# Schubert as a "Great" Symphonist



## peeyaj

peeyaj said:


> Reading thru the thread of "Greatest Symphonists", I was struck by the outright dismissal of TC's members on Schubert's importance and contributions to the symphonic literature. Perhaps it is the prevailing thought that Schubert, as the greatest of songwriters, struggles in large instrumental forces, and cannot equal with Beethoven in that genre.
> 
> But, scholars and critics dismissed this ephemeral claim.Yes, Schubert created six symphonies on the style of Haydn and Mozart, but his last two symphonies, the "Unfinished" and "Great" were some of the greatest and most popular in classical music. These two symphonies heralds the new sound of the symphony in the Romantic era and according to Wikipedia..
> 
> *"Schubert's first few symphonies may be works in progress. But the "Unfinished" and especially the Ninth Symphony are astonishing. The Ninth paves the way for Bruckner and prefigures Mahler."*
> 
> and according to this, on both Eroica and Unfinished: http://www.dorak.info/music/sform.html
> 
> On the other hand, the first movement of the Unfinished, despite being in sonata form with its themes (first and second subjects) and structure (well-articulated exposition, development, recapitulation and coda), does not observe the tonal plan of the sonata principle. The second subject is not recapitulated in the tonic but in the relative major. The tonal conflict is created by moving away from the tonic but not resolved by returning to it. The 'drama' of the movement is then provided by the contrasting themes. The more tuneful nature of the second subject is one of the first signs of what was going to come in the Romantic period. Both symphonies herald different aspects of the Romantic sonata form. Therefore, the differences cannot be attributed to a higher tendency of either composer to Romanticism.
> 
> *The major difference between them, that is the unusual tonal plan of the Unfinished, reflects the decreasing importance of the conventional tonal plan of the sonata principle in Romantic music. In Romantic music, key relationships are less important than thematic relationships. The contrast between the themes and their lyrical nature are more relevant. This shift of emphasis is emerging in the Unfinished. It is no surprise that the keys Schubert chose for his second subject in the Unfinished are the submediant and the mediant. The third relationships as the device of moving from the tonic, often seen in Beethoven, were a potent means for Schubert to enrich his harmonic scheme [p. 434 in Ref.3]. He used the submediant key to set up the tonal conflict in the exposition also in his Tragic Symphony in a minor key [p.74 of Ref.5]. He does what he likes but not what the Classical conventions impose. In retrospect, these modifications can be called forward-looking as later in the nineteenth century, such tonal deviations became a norm in Romantic music. *
> 
> And listen:
> 
> 
> 
> 
> 
> 
> 
> 
> 
> 
> 
> Thoughts???
> 
> Dvorak..


----------



## Sid James

I certainly can't remember dismissing Schubert's symphonies, even though I'm a bigger fan of his chamber music by far.
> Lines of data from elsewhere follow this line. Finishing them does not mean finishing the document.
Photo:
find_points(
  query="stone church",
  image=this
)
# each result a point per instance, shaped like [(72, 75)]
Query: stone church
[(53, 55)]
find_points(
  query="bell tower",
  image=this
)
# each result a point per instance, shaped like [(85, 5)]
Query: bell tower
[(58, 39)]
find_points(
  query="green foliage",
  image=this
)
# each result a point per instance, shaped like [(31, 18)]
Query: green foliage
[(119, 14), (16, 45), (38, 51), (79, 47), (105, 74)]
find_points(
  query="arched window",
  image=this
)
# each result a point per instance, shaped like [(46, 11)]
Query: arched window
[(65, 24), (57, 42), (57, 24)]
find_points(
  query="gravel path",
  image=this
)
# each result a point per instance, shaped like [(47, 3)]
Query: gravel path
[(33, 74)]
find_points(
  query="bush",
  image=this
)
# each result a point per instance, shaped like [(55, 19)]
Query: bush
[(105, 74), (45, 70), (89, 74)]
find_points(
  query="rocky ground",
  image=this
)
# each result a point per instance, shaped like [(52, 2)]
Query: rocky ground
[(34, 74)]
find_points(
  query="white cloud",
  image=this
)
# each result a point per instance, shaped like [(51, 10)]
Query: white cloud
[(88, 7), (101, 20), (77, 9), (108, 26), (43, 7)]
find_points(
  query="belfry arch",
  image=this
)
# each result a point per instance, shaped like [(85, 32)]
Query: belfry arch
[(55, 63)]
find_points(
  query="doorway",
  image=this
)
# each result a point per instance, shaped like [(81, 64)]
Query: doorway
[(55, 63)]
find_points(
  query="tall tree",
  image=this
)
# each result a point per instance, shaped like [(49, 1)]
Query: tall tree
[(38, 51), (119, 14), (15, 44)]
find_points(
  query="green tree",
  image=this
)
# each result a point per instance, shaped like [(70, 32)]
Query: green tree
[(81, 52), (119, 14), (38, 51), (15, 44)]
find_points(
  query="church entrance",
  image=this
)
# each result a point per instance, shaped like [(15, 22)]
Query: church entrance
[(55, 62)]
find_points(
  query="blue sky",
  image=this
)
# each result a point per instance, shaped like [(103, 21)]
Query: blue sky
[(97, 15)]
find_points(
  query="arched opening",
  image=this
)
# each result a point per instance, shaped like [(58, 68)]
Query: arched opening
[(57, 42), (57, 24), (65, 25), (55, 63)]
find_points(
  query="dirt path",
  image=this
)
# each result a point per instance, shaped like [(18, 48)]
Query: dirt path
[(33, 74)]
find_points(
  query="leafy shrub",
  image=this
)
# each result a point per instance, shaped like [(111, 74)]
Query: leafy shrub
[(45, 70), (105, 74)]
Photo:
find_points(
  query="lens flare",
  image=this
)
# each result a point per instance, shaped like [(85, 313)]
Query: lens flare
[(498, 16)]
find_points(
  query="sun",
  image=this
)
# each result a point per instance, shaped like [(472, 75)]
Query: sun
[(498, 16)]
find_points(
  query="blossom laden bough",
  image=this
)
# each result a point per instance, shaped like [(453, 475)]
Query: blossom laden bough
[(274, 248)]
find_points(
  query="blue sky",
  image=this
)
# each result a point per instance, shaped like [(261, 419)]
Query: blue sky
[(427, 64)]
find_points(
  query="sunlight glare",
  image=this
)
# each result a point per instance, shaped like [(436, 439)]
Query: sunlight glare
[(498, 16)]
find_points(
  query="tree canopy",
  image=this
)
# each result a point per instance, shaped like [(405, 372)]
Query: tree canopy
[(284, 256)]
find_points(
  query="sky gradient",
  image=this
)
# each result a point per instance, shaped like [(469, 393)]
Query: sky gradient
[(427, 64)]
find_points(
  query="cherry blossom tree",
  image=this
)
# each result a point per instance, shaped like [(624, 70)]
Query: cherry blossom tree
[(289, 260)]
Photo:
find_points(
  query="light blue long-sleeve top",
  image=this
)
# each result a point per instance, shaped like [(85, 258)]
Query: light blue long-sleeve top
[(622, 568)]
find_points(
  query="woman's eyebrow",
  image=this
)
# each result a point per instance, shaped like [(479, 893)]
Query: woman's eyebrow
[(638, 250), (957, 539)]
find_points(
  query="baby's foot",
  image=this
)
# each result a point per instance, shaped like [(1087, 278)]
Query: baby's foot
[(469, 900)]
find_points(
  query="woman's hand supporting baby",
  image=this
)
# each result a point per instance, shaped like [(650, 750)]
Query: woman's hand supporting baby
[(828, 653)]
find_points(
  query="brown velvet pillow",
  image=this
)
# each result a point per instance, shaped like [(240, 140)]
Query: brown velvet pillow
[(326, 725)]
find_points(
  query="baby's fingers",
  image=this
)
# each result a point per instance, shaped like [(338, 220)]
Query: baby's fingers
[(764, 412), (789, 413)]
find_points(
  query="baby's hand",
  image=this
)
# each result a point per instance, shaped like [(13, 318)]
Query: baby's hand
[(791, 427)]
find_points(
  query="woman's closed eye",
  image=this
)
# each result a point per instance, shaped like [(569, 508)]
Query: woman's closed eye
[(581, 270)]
My opinion of his last two symphonies (well, three if you include the unfinished tenth completed by Brian Newbould) prefiguring Mahler and Bruckner - what Schumann called Schubert's "heavenly length" - corresponds with that quote you put above from Wikipedia. He was equally important to guys like Beethoven, in other words, in developing the symphonic genre to what it became later & some might say that he went farther than Beethoven in terms of the _Great C-Major _symphony being pronounced unplayable during Schubert's time by the Vienna Philharmonic. I don't remember them saying that about Beethoven's music, but yes his late string quartets were considered very very challenging, but not unplayable (maybe only just playable, but let's not split hairs)...


----------